In short, while Scottish independence is by no means guaranteed, it is now more likely than even its most optimistic supporters would have dreamed mere weeks ago.

In the case of Northern Ireland, those observers confidently treating unification as a virtual certainty are, to put it politely, only superficially familiar with the difficulties involved. Northern Ireland today is not the Northern Ireland of the Troubles, but neither has it extricated itself entirely from the divisions and uneasy compromises left over from those years.

Nevertheless, even the British state’s historic distrust of participatory democracy may not be enough to preclude a vote.

Under the Good Friday Agreement, Northern Ireland can hold a border poll when there’s a clear indication that public opinion supports a united Ireland. And while such data has not yet presented itself — despite Northern Ireland’s majority vote for Remain — it is unlikely that Sinn Féin would have made its demands if it didn’t believe majority support was achieveable in the near future.

Should that backing hinge upon membership in the European Union, however, the Irish left — without which Sinn Féin’s vaunted anti-austerity credentials disappear — would have to reconcile such a campaign with some of their existing commitments, including their long-standing opposition to EU-mandated water charges in the Republic.
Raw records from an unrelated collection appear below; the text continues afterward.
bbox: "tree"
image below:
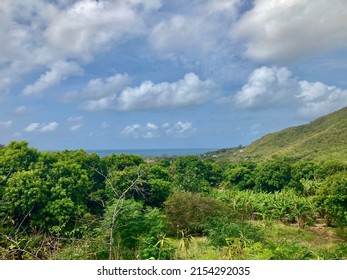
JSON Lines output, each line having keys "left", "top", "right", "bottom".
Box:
{"left": 171, "top": 156, "right": 211, "bottom": 192}
{"left": 0, "top": 141, "right": 39, "bottom": 183}
{"left": 41, "top": 160, "right": 92, "bottom": 232}
{"left": 3, "top": 170, "right": 47, "bottom": 228}
{"left": 224, "top": 164, "right": 255, "bottom": 190}
{"left": 102, "top": 153, "right": 144, "bottom": 172}
{"left": 315, "top": 171, "right": 347, "bottom": 227}
{"left": 314, "top": 160, "right": 347, "bottom": 179}
{"left": 255, "top": 160, "right": 292, "bottom": 192}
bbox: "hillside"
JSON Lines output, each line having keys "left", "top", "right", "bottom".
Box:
{"left": 209, "top": 106, "right": 347, "bottom": 162}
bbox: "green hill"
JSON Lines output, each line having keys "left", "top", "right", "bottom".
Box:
{"left": 210, "top": 106, "right": 347, "bottom": 162}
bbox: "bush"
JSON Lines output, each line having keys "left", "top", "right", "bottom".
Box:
{"left": 164, "top": 192, "right": 223, "bottom": 235}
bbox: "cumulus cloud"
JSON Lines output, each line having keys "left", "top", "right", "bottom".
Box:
{"left": 44, "top": 0, "right": 148, "bottom": 60}
{"left": 117, "top": 73, "right": 215, "bottom": 111}
{"left": 121, "top": 121, "right": 196, "bottom": 138}
{"left": 65, "top": 73, "right": 130, "bottom": 101}
{"left": 83, "top": 72, "right": 216, "bottom": 111}
{"left": 297, "top": 81, "right": 347, "bottom": 119}
{"left": 0, "top": 0, "right": 161, "bottom": 95}
{"left": 165, "top": 121, "right": 197, "bottom": 138}
{"left": 147, "top": 0, "right": 253, "bottom": 83}
{"left": 234, "top": 66, "right": 298, "bottom": 108}
{"left": 234, "top": 66, "right": 347, "bottom": 119}
{"left": 23, "top": 61, "right": 83, "bottom": 95}
{"left": 121, "top": 122, "right": 160, "bottom": 139}
{"left": 233, "top": 0, "right": 347, "bottom": 62}
{"left": 24, "top": 122, "right": 58, "bottom": 132}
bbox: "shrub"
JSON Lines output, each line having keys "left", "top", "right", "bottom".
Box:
{"left": 164, "top": 192, "right": 223, "bottom": 235}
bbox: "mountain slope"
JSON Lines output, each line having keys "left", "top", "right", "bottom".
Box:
{"left": 211, "top": 106, "right": 347, "bottom": 162}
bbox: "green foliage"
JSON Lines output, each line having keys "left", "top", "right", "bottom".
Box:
{"left": 317, "top": 244, "right": 347, "bottom": 260}
{"left": 145, "top": 178, "right": 172, "bottom": 207}
{"left": 314, "top": 160, "right": 347, "bottom": 179}
{"left": 164, "top": 192, "right": 223, "bottom": 234}
{"left": 266, "top": 241, "right": 315, "bottom": 260}
{"left": 209, "top": 106, "right": 347, "bottom": 162}
{"left": 1, "top": 141, "right": 346, "bottom": 260}
{"left": 171, "top": 156, "right": 218, "bottom": 192}
{"left": 103, "top": 199, "right": 172, "bottom": 259}
{"left": 137, "top": 208, "right": 175, "bottom": 260}
{"left": 315, "top": 171, "right": 347, "bottom": 227}
{"left": 255, "top": 159, "right": 292, "bottom": 192}
{"left": 4, "top": 170, "right": 47, "bottom": 227}
{"left": 102, "top": 153, "right": 144, "bottom": 171}
{"left": 0, "top": 141, "right": 39, "bottom": 187}
{"left": 289, "top": 161, "right": 318, "bottom": 192}
{"left": 223, "top": 164, "right": 256, "bottom": 190}
{"left": 213, "top": 189, "right": 315, "bottom": 227}
{"left": 105, "top": 163, "right": 172, "bottom": 208}
{"left": 205, "top": 216, "right": 264, "bottom": 247}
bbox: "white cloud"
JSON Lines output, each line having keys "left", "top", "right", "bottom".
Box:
{"left": 0, "top": 61, "right": 30, "bottom": 94}
{"left": 161, "top": 122, "right": 170, "bottom": 129}
{"left": 67, "top": 116, "right": 83, "bottom": 123}
{"left": 234, "top": 66, "right": 347, "bottom": 119}
{"left": 0, "top": 0, "right": 161, "bottom": 95}
{"left": 146, "top": 122, "right": 158, "bottom": 130}
{"left": 14, "top": 105, "right": 29, "bottom": 115}
{"left": 24, "top": 123, "right": 40, "bottom": 132}
{"left": 165, "top": 121, "right": 196, "bottom": 138}
{"left": 24, "top": 122, "right": 58, "bottom": 132}
{"left": 234, "top": 66, "right": 298, "bottom": 108}
{"left": 147, "top": 0, "right": 252, "bottom": 83}
{"left": 150, "top": 15, "right": 215, "bottom": 56}
{"left": 83, "top": 73, "right": 216, "bottom": 111}
{"left": 0, "top": 120, "right": 12, "bottom": 130}
{"left": 122, "top": 123, "right": 160, "bottom": 139}
{"left": 69, "top": 124, "right": 83, "bottom": 132}
{"left": 121, "top": 121, "right": 196, "bottom": 139}
{"left": 23, "top": 60, "right": 83, "bottom": 95}
{"left": 122, "top": 124, "right": 141, "bottom": 138}
{"left": 297, "top": 81, "right": 347, "bottom": 119}
{"left": 149, "top": 0, "right": 240, "bottom": 57}
{"left": 233, "top": 0, "right": 347, "bottom": 62}
{"left": 44, "top": 0, "right": 147, "bottom": 61}
{"left": 41, "top": 122, "right": 59, "bottom": 132}
{"left": 65, "top": 73, "right": 130, "bottom": 101}
{"left": 121, "top": 122, "right": 160, "bottom": 139}
{"left": 118, "top": 73, "right": 215, "bottom": 110}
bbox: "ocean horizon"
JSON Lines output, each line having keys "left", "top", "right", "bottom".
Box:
{"left": 86, "top": 148, "right": 217, "bottom": 157}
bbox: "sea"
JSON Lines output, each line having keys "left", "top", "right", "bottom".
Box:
{"left": 86, "top": 148, "right": 216, "bottom": 157}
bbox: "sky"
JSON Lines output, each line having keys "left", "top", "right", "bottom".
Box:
{"left": 0, "top": 0, "right": 347, "bottom": 150}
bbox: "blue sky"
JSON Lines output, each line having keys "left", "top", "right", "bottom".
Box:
{"left": 1, "top": 0, "right": 347, "bottom": 150}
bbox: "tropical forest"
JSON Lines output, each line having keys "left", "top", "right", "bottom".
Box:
{"left": 0, "top": 107, "right": 346, "bottom": 260}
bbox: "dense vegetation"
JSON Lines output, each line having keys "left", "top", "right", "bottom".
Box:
{"left": 208, "top": 106, "right": 347, "bottom": 162}
{"left": 0, "top": 141, "right": 346, "bottom": 260}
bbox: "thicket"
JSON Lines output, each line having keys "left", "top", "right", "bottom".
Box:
{"left": 0, "top": 142, "right": 346, "bottom": 260}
Self-declared followers of James Connolly would need to convince themselves that, despite the painful memories of the Greek experience, EU diktats could be resisted from within.

As it stands, no single nation, sovereign or otherwise, has the ability to reform the European Union into anything resembling a progressive institution, or render it irrelevant with a viable left-wing alternative.
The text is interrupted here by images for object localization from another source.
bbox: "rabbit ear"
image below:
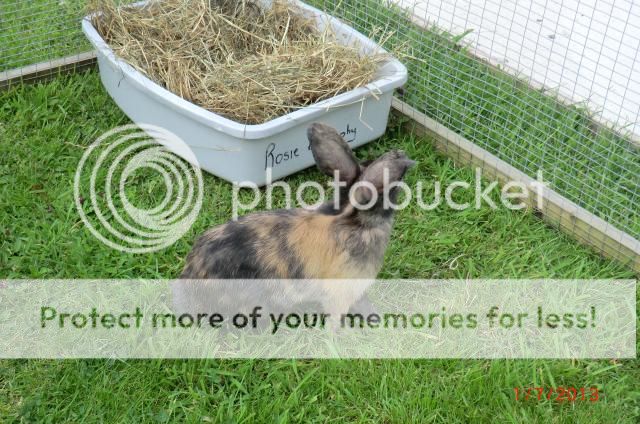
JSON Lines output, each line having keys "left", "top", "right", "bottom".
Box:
{"left": 353, "top": 150, "right": 416, "bottom": 204}
{"left": 307, "top": 123, "right": 360, "bottom": 185}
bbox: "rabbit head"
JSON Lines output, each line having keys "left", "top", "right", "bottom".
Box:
{"left": 307, "top": 122, "right": 416, "bottom": 223}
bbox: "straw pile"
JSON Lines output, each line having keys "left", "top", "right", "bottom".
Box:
{"left": 89, "top": 0, "right": 387, "bottom": 124}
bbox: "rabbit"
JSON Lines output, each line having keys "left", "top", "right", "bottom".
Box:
{"left": 173, "top": 122, "right": 415, "bottom": 326}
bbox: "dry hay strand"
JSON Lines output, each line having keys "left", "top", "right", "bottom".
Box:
{"left": 88, "top": 0, "right": 389, "bottom": 124}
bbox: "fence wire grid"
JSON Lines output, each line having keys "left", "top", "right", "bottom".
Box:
{"left": 1, "top": 0, "right": 639, "bottom": 269}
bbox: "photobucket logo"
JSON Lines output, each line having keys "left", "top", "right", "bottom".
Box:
{"left": 74, "top": 124, "right": 203, "bottom": 253}
{"left": 232, "top": 168, "right": 548, "bottom": 219}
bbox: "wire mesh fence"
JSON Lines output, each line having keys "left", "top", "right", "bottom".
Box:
{"left": 1, "top": 0, "right": 639, "bottom": 268}
{"left": 0, "top": 0, "right": 89, "bottom": 74}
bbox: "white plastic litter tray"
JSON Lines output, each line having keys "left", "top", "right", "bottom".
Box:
{"left": 82, "top": 1, "right": 408, "bottom": 185}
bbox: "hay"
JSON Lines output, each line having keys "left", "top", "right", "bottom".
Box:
{"left": 88, "top": 0, "right": 388, "bottom": 124}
Only the kind of international solidarity between insurgent nations that so terrifies Gordon Brown could pull off such a feat. As Hugo Chavez once put it, it will be difficult “to silence the multiple chants sang by multiple nations which, faced with the hegemonic globalization imposed by capitalism, have started to build counter-hegemonic globalizations.”

Such tasks occupy histories not yet written. Right now, many socialist advocates of self-determination, in Europe and beyond, are willing and eager to find inspiration in their respective national struggles. The question of the hour is: what can they offer each other beyond that?